前記ノニオン界面活性剤としては、例えば、ポリオキシアルキレン脂肪酸エステル、ポリオキシアルキレングリセリン脂肪酸エステル、ポリオキシアルキレンソルビタン脂肪酸エステル、ポリオキシアルキレンアルキルエーテル、ポリオキシアルキレンアルキルフェニルエーテル、ポリオキシエチレン(硬化)ヒマシ油などのポリオキシアルキレン鎖を有するノニオン界面活性剤;グリセリン脂肪酸エステル、ポリグリセリン脂肪酸エステル、プロピレングリコール脂肪酸エステル、ソルビタン脂肪酸エステル、ショ糖脂肪酸エステル、脂肪酸アルキロールアミドなどのポリオキシアルキレン鎖を有しないノニオン界面活性剤などが挙げられるが、本発明は、特に限定されるものではない。これらのノニオン界面活性剤のなかでは、メントールが有するTRPV1活性抑制作用をより向上させる観点から、ポリオキシアルキレン鎖を有するノニオン界面活性剤が好ましい。ポリオキシアルキレン鎖を有するノニオン界面活性剤は、TRPV1活性抑制作用を有していないか、あるいはTRPV1活性抑制作用を有していたとしても単独ではTRPV1の活性化に起因する状態を緩和するのに十分に抑制することができない程度のTRPV1活性抑制作用を有していない物質である。しかし、メントールと前記ポリオキシアルキレン鎖を有するノニオン界面活性剤とを併用することにより、TRPV1の活性化に起因する状態を緩和するのに十分なTRPV1活性抑制作用を得ることができる。
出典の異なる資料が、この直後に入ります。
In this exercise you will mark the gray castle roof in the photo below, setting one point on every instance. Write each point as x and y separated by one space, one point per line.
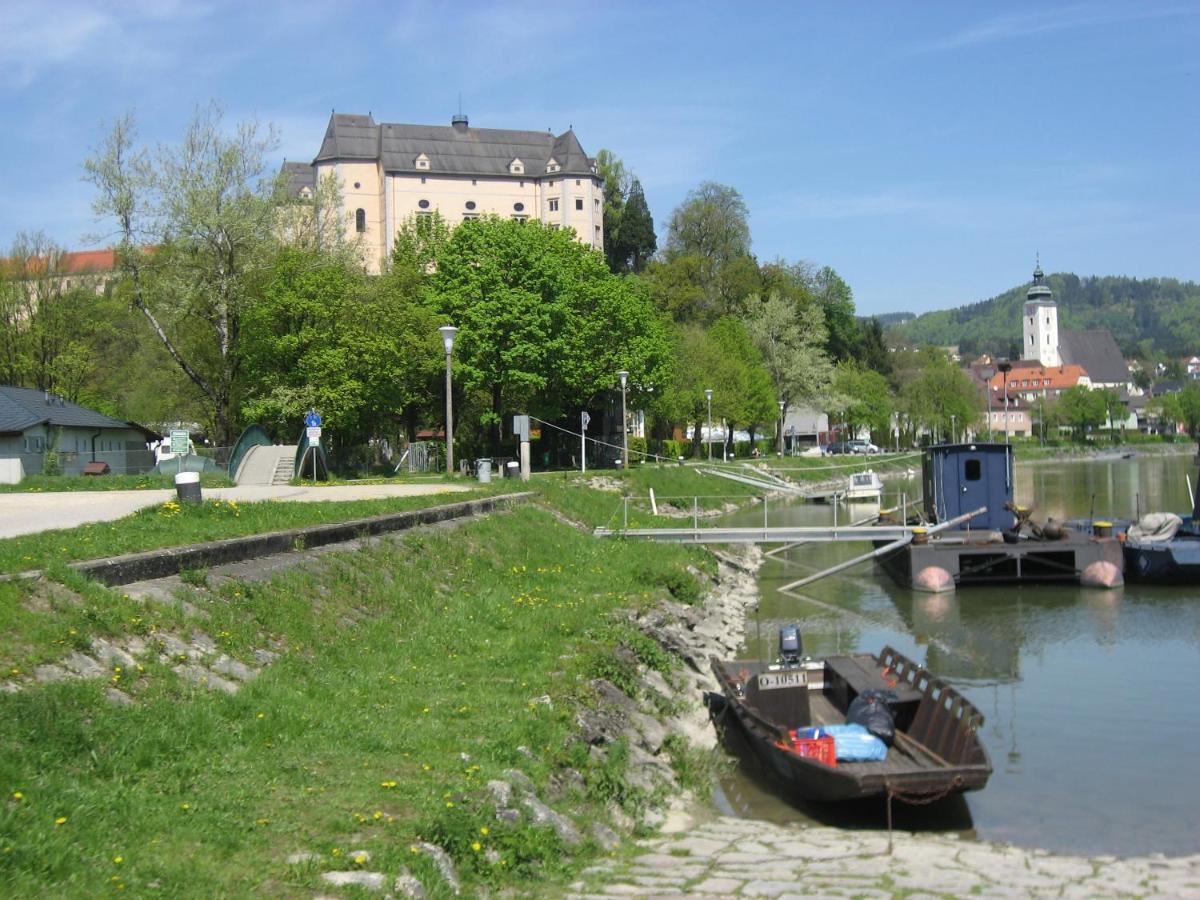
1097 353
451 149
22 408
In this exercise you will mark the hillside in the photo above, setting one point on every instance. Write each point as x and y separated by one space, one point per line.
1145 316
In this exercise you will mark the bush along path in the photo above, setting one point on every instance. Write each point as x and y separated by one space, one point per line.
466 708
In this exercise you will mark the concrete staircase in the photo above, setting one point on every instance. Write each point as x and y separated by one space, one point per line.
268 465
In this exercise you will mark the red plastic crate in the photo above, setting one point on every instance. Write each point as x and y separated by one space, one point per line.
820 749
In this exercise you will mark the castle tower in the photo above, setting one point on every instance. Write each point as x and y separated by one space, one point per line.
1041 323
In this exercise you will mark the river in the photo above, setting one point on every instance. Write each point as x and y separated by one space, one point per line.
1092 697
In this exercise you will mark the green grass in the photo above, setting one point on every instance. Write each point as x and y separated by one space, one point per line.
173 525
51 484
409 675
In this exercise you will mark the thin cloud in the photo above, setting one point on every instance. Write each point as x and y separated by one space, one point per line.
1068 18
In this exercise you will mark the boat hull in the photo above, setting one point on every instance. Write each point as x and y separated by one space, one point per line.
947 759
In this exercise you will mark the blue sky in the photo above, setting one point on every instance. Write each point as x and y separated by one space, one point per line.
925 150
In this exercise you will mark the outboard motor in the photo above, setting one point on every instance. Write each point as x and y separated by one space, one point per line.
791 647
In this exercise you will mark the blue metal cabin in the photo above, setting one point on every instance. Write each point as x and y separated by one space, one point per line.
960 478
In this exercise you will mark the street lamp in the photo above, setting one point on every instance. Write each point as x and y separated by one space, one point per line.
988 373
448 333
624 426
1006 367
708 396
781 405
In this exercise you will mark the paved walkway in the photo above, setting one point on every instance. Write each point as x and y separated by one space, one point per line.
743 858
31 513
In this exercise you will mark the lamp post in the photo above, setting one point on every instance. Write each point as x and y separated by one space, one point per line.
1005 366
781 405
448 333
988 373
708 396
624 425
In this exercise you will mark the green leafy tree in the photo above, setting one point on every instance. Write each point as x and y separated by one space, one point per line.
747 395
543 322
940 396
790 336
708 244
196 228
1081 409
867 399
322 335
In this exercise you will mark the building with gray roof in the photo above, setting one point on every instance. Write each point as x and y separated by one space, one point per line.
389 174
33 424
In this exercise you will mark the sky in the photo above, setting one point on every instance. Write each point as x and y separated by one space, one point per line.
928 151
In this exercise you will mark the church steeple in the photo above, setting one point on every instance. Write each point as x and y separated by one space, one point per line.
1038 289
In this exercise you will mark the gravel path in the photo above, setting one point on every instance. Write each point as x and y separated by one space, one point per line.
31 513
743 858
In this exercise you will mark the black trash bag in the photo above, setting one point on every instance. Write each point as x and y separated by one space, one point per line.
871 709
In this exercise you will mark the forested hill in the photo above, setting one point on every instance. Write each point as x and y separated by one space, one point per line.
1146 317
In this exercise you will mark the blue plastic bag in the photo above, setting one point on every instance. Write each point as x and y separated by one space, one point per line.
855 743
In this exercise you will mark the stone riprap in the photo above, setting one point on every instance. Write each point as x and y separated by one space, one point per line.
742 858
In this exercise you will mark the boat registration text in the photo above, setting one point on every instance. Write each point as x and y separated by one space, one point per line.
768 681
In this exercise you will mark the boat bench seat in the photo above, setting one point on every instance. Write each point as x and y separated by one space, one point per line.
855 675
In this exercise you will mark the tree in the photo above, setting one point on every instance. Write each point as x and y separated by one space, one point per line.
196 228
544 323
791 336
747 395
867 400
322 335
1081 409
940 395
708 239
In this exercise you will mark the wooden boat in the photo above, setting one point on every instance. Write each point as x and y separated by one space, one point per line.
936 750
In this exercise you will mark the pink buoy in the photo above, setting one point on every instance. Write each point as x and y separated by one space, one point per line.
1102 574
933 579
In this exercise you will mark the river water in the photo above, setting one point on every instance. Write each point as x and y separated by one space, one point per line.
1091 697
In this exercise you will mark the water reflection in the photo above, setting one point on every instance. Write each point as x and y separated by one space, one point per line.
1090 695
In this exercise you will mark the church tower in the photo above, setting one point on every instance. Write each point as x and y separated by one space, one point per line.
1041 323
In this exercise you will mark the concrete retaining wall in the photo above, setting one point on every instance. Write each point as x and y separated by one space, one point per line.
171 561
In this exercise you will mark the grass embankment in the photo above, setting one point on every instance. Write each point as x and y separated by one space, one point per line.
53 484
407 676
169 525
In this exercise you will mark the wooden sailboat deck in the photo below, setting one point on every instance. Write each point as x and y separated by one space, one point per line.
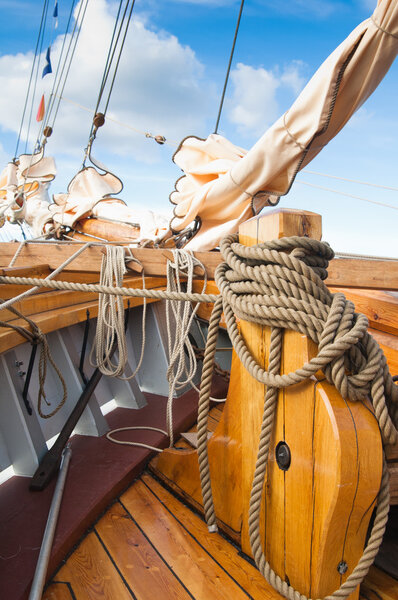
149 544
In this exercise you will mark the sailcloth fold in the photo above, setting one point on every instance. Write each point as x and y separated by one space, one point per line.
221 181
91 194
24 190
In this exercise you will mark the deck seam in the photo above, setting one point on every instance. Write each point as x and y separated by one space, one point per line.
156 550
114 564
68 585
197 541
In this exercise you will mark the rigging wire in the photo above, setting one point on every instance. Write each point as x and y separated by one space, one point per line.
36 78
58 75
325 189
99 118
229 67
375 185
119 56
172 143
74 40
42 25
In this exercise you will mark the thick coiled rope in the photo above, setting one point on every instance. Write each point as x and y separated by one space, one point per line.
280 284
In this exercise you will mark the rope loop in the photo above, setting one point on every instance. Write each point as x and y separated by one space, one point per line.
280 284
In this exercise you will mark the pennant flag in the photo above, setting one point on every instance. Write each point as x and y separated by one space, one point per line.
41 111
47 67
55 14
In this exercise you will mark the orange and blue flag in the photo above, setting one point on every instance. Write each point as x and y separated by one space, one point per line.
41 110
47 67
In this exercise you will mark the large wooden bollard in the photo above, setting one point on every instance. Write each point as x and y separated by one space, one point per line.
318 503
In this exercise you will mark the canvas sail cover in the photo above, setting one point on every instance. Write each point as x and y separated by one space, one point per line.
91 194
24 190
222 182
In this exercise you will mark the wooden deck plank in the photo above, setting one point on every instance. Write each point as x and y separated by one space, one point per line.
91 573
224 552
202 575
381 308
142 567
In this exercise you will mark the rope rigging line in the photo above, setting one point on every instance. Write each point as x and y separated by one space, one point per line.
229 67
42 24
111 324
263 284
179 318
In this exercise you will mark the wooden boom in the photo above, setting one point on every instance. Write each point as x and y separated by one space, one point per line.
316 512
前記ポリオキシアルキレン鎖を有するノニオン界面活性剤におけるオキシアルキレン基の炭素数は、メントールが有するTRPV1活性抑制作用をより向上させる観点から、好ましくは1以上、より好ましくは2以上であり、本発明のTRPV1活性抑制剤が水などの水系溶媒を含有する場合において、当該水系溶媒に対する溶解性を確保する観点から、好ましくは6以下、より好ましくは5以下である。オキシアルキレン基としては、例えば、オキシメチレン基、オキシエチレン基、オキシn−プロピレン基、オキシイソプロピレン基、オキシn−ブチレン基、オキシイソブチレン基、オキシsec−ブチレン基、オキシtert−ブチレン基、オキシn−ペンチレン基、オキシイソペンチレン基、オキシtert−ペンチレン基、オキシn−ヘキシレン基、オキシイソへキシレン基、オキシジメチルブチレン基、オキシシクロへキシレン基などが挙げられるが、本発明は、かかる例示のみに限定されるものではない。
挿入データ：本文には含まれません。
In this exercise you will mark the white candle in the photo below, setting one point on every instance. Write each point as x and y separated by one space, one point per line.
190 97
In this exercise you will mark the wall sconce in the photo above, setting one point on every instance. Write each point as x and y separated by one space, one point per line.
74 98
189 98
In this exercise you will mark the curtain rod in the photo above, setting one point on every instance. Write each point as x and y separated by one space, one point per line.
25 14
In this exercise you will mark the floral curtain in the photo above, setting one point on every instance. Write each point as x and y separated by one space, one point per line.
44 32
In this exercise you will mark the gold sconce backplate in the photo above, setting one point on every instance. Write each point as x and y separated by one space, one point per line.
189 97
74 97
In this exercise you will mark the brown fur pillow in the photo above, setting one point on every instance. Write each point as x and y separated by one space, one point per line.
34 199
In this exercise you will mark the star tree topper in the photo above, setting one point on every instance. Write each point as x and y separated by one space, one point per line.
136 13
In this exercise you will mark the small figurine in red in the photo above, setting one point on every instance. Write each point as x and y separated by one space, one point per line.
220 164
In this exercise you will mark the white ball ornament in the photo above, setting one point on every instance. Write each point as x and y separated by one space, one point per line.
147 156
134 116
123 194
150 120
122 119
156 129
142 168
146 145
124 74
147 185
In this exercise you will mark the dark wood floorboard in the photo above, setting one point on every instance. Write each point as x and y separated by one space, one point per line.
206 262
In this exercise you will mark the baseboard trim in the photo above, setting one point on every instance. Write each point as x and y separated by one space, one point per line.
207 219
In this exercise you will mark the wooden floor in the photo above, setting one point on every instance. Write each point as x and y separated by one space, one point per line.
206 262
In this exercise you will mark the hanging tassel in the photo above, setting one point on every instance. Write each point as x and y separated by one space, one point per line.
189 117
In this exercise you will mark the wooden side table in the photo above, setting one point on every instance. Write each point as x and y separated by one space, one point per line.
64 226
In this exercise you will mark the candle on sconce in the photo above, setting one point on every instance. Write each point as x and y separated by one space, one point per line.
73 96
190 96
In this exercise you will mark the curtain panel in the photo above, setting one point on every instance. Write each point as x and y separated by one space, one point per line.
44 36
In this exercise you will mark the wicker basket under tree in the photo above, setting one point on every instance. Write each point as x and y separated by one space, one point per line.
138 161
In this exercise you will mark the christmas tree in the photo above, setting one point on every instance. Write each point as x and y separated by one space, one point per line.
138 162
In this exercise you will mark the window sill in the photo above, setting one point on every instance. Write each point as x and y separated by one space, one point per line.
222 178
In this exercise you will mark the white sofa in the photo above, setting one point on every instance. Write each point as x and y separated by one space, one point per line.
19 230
前記ポリオキシアルキレン鎖は、1種類のオキシアルキレン基を有していてもよく、2種類以上のオキシアルキレン基を有していてもよい。前記ポリオキシアルキレン鎖が2種類以上のオキシアルキレン基を有する場合、前記ポリオキシアルキレン鎖は、2種類以上のオキシアルキレン基がランダム付加したポリオキシアルキレン鎖、2種類以上のオキシアルキレン基がブロック付加したポリオキシアルキレン鎖および2種類以上のオキシアルキレン基が交互付加したポリオキシアルキレン鎖のいずれであってもよい。
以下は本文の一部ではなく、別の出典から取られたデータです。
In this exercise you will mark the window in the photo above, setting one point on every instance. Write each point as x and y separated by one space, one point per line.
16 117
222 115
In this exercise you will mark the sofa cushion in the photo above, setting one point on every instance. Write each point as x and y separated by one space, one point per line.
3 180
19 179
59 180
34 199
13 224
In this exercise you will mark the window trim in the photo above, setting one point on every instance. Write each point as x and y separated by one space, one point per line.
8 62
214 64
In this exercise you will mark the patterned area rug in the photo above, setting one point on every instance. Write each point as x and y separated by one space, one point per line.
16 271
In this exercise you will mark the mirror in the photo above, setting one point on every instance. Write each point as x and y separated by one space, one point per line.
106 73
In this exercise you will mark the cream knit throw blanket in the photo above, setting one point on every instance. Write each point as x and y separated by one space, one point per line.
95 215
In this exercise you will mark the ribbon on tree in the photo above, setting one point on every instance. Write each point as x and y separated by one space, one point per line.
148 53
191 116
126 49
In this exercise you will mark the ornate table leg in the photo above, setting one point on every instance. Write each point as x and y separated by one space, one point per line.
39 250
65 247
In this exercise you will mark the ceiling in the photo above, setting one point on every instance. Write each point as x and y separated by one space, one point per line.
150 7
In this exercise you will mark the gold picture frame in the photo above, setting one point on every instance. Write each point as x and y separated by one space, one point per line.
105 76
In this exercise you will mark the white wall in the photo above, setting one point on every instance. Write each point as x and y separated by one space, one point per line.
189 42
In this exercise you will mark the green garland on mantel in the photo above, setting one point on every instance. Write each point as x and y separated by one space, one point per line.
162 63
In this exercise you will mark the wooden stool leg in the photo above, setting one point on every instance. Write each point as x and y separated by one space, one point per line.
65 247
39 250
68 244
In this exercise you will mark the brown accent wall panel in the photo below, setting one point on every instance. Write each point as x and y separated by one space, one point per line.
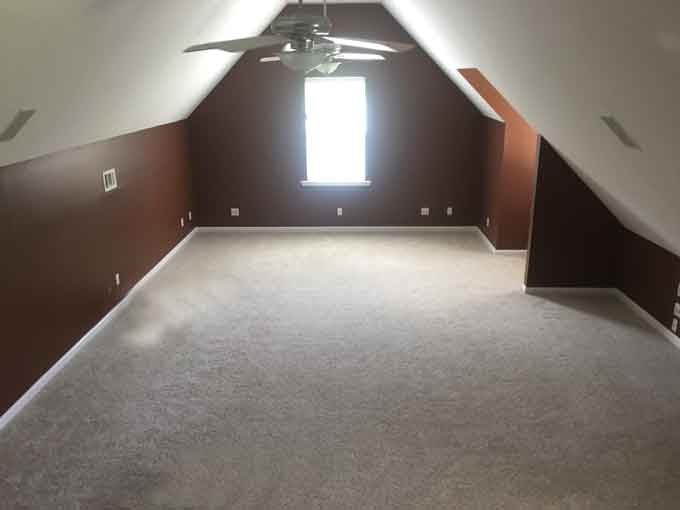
423 145
649 275
64 238
575 239
491 206
509 186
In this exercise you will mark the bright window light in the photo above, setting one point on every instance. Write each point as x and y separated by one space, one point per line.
336 130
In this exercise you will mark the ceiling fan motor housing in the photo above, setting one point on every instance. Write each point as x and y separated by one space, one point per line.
301 26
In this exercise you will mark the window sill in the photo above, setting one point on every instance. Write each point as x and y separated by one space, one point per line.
326 184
前記ポリオキシアルキレン鎖を有するノニオン界面活性剤におけるオキシアルキレン基の平均付加モル数は、メントールが有するTRPV1活性抑制作用をより向上させる観点から、好ましくは10以上、より好ましくは20以上であり、本発明のTRPV1活性抑制剤が水などの溶媒を含む場合において、当該溶媒に対する溶解性を確保する観点から、好ましくは50以下、より好ましくは40以下である。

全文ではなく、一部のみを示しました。